Miyazaki has made a masterpiece that stimulates your imagination with the pretension of child-like wonder in a sort of self-awareness. Reasonably intelligent children (the ones who love active life with vivid imagination), adolescents and adults without the condition of prejudice against quality Japanese animation will love the film for its array of humanistic and bizarre character development, surprising twists and fascinating vision of dream-or-reality world like Ang Lee's Crouching Tiger, Hidden Dragon before it.

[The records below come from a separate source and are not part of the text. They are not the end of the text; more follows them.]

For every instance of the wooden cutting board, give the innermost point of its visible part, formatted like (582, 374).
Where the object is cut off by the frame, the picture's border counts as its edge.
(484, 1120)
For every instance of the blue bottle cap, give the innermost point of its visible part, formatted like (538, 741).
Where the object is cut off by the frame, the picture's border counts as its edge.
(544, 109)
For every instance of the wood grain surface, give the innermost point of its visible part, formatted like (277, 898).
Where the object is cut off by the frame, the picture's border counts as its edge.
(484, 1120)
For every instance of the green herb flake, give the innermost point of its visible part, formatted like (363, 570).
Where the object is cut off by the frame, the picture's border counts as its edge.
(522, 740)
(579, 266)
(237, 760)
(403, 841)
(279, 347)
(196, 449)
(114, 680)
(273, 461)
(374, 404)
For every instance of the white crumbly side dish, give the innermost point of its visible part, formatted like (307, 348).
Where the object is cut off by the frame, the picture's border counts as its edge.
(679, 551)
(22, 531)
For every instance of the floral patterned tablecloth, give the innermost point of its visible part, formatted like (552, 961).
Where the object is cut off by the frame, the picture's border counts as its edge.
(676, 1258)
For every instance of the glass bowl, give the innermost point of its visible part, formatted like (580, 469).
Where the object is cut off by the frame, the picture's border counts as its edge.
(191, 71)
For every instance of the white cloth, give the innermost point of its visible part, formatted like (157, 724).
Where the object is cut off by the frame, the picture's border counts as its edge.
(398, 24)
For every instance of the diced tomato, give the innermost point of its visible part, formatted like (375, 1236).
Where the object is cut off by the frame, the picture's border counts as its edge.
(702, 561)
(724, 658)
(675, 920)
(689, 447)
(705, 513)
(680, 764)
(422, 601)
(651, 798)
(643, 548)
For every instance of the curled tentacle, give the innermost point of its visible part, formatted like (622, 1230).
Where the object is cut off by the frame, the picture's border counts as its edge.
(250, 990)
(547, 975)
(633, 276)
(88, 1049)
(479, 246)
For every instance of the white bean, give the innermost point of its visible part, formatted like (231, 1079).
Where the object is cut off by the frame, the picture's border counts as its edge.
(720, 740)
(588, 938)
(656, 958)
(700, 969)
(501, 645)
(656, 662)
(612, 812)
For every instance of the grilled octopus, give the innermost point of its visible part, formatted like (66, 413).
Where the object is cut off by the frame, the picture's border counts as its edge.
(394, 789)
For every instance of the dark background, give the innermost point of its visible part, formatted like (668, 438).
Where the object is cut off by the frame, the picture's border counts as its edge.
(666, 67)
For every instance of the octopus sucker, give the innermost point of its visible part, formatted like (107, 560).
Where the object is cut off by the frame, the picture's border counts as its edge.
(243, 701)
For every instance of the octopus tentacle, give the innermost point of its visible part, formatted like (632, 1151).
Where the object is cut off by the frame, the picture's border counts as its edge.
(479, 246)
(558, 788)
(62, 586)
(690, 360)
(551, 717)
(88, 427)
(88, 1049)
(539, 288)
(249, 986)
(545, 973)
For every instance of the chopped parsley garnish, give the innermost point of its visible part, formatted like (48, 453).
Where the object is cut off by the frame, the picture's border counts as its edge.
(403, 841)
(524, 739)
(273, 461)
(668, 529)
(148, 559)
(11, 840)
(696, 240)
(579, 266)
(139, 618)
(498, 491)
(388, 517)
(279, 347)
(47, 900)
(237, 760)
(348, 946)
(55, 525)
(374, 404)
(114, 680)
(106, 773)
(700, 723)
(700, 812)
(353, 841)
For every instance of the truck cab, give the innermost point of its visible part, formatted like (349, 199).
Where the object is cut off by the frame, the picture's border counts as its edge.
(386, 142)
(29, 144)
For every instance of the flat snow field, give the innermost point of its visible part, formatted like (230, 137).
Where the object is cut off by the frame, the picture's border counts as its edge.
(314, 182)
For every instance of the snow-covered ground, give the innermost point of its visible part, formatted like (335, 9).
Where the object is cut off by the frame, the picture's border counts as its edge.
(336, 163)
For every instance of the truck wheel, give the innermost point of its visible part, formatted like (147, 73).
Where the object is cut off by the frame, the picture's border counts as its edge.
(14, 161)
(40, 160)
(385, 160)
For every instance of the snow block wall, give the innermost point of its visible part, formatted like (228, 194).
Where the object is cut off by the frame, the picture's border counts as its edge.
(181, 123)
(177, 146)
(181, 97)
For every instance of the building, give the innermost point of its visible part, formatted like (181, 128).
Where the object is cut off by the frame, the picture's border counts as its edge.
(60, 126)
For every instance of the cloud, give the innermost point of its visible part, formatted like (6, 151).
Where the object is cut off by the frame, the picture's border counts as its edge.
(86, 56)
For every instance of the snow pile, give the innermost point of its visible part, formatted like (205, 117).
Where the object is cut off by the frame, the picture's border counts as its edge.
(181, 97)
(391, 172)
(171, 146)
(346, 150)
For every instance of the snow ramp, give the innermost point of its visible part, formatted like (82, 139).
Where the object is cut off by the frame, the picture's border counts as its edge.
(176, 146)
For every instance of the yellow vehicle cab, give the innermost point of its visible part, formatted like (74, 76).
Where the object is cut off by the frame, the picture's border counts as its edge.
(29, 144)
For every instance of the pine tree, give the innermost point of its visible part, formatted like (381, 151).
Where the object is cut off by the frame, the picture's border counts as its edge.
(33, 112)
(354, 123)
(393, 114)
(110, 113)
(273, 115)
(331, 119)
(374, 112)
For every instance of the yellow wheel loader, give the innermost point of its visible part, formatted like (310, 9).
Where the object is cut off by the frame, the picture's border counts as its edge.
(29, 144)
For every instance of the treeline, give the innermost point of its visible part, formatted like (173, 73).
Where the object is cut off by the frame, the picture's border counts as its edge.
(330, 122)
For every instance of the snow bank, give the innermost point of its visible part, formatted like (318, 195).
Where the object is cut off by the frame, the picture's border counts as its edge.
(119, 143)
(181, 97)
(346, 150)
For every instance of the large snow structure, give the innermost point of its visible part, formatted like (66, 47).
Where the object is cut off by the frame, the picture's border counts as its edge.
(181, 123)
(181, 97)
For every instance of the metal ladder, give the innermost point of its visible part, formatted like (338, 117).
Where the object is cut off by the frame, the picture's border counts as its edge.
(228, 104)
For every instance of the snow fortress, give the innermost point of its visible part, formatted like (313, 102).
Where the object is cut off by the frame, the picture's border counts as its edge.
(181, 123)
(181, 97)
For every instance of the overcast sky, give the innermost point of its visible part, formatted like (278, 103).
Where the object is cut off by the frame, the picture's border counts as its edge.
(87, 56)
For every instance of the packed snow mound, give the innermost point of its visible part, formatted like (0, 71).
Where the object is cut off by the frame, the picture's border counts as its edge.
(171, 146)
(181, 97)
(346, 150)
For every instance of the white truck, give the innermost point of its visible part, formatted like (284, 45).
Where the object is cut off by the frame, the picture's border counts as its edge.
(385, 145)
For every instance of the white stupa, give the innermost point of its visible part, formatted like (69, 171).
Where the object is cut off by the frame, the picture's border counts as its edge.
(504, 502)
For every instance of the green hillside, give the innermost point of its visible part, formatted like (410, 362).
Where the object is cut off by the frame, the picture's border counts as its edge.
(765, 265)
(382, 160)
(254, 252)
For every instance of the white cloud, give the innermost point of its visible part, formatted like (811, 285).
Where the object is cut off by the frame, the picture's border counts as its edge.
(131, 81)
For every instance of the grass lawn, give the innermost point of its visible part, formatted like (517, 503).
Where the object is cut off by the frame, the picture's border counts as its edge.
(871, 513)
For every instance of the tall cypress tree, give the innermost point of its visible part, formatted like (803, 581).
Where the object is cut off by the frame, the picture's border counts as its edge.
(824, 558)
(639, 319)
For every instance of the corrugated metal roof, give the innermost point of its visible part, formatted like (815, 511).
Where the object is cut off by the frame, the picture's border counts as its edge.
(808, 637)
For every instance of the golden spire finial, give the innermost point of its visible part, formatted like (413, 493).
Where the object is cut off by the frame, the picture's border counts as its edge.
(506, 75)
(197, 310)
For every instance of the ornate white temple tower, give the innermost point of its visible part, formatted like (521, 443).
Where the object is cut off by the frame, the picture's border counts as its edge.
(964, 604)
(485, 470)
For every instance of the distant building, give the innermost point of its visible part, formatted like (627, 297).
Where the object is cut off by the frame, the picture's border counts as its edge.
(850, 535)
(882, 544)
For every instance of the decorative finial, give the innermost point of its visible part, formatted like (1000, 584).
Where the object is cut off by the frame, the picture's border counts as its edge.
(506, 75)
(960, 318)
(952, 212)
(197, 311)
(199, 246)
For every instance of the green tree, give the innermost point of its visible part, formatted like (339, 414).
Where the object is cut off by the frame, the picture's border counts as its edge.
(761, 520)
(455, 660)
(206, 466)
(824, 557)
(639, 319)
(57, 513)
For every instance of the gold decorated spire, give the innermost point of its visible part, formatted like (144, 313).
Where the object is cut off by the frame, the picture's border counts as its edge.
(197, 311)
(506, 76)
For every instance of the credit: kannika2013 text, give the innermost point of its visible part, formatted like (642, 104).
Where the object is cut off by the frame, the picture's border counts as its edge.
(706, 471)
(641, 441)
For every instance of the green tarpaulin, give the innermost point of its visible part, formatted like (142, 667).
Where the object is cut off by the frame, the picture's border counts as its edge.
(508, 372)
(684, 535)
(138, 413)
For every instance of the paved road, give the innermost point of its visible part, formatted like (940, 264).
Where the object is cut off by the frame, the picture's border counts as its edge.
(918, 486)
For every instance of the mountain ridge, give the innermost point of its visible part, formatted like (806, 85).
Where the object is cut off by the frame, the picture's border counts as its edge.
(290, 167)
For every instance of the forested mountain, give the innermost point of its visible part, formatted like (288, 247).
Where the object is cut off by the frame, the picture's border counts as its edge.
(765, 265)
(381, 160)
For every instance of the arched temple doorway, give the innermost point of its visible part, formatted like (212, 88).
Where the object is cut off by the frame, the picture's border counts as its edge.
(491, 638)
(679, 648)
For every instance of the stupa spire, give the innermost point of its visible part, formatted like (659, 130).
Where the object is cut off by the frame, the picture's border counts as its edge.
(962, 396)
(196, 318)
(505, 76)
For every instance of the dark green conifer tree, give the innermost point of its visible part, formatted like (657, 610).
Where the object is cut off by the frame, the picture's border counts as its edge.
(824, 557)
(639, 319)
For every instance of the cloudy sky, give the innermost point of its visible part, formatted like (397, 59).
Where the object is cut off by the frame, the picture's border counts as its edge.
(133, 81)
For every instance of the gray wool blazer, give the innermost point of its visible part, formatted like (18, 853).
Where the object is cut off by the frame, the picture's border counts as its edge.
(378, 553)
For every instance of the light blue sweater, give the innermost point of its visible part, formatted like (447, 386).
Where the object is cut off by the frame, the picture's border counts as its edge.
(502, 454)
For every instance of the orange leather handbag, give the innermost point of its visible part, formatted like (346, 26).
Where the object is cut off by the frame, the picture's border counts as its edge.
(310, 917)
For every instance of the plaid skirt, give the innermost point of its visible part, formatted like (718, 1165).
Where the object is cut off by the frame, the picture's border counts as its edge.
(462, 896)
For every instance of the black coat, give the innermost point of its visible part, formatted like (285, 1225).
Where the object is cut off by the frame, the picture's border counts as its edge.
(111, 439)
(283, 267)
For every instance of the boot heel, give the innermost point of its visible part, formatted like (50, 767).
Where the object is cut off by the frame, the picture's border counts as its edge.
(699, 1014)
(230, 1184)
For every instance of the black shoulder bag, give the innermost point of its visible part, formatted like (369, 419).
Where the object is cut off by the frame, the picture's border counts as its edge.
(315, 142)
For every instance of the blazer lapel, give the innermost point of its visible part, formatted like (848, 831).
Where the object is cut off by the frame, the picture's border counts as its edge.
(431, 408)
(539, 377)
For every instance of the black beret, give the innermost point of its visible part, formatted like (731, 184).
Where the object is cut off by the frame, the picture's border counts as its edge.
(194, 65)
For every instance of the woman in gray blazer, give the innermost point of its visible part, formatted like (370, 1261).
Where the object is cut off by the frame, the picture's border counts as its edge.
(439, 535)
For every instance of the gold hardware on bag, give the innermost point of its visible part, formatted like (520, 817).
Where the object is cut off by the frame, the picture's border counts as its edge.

Jaded movie critics and clueless/joyless/idiot moviegoers don't have to like or care for the movie since they're too self-absorbed to let go of their ignorance and prejudice. Unless you have the fond memory of Disney's Alice in Wonderland and have enjoyed children's literacy masterpieces mentioned above, you might not enjoy the film because it's too weird for your taste so don't bother unless you're curious and open-minded with the enthusiasm for anything entertaining and imaginative even if you may not understand what's going on.
One thing though: watch out for Miyazaki's homage to the world-renowned director of Toy Story 1 & 2 John Lasseter's Luxo Jr. the hopping lamp. It's amazingly sublime considering Lessenter and Miyazaki have known each other since the mid-80's and Lessenter had written a note of praise in the 12-disc Ghibli ga Ippai compilation laserdisc box set which I own as an admittedly die-hard Miyazaki fan.
The English dub of Spirited Away from Walt Disney Pictures under the distributing subsidiary Buena Vista Pictures (the company that brought you David Lynch's G-rated masterpiece The Straight Story, this year's underrated gem The Rookie, animated films and assorted bad live-action kiddie garbage), with creative input from Lessenter, will bow in North American theatres this September 20 and is given a PG rating for "some scary moments" from the MPAA. I hope it will come with DTS-ES for DTS-equipped theatres - like I said, DTS rock. The commercial appeal of Spirited Away in North America is yet to be questioned whether it will be minimally, moderately or wildly successful. Its success depend on good marketing and enthusiastically positive word of mouth. The success of Lilo & Stitch makes traditional animation at Disney a clinch, so in this case Spirited Away will be moderately successful whereas Princess Mononoke barely made a dent in the late 1999 North America release (until second life on video, perhaps).
Princess Mononoke is still my favorite Miyazaki film, with Spirited Away second. Spirited Away truly deserves the Golden Bear award at Berlin Film Festival. Hayao Miyazaki most definitely will be a household name that ordinary movie fans and movie-going parents who take their kids to animated movies might recognize his name alongside Walt Disney, the Fleischer brothers, William Hanna & Joseph Barbera, Matt Groening, Tex Avery, Brad Bird and Chuck Jones in North America by the time Miyazaki's ninth and (hopefully) final animated feature film arrive in 2004 or '05.
Father Death Resurrected
Very nice review, FDR, especially considering English isn’t your first language. Heck, you seem to understand it more than Knowles. All I know is I’m dying to see this film now. YOU HEAR ME?! RIGHT NOW!!!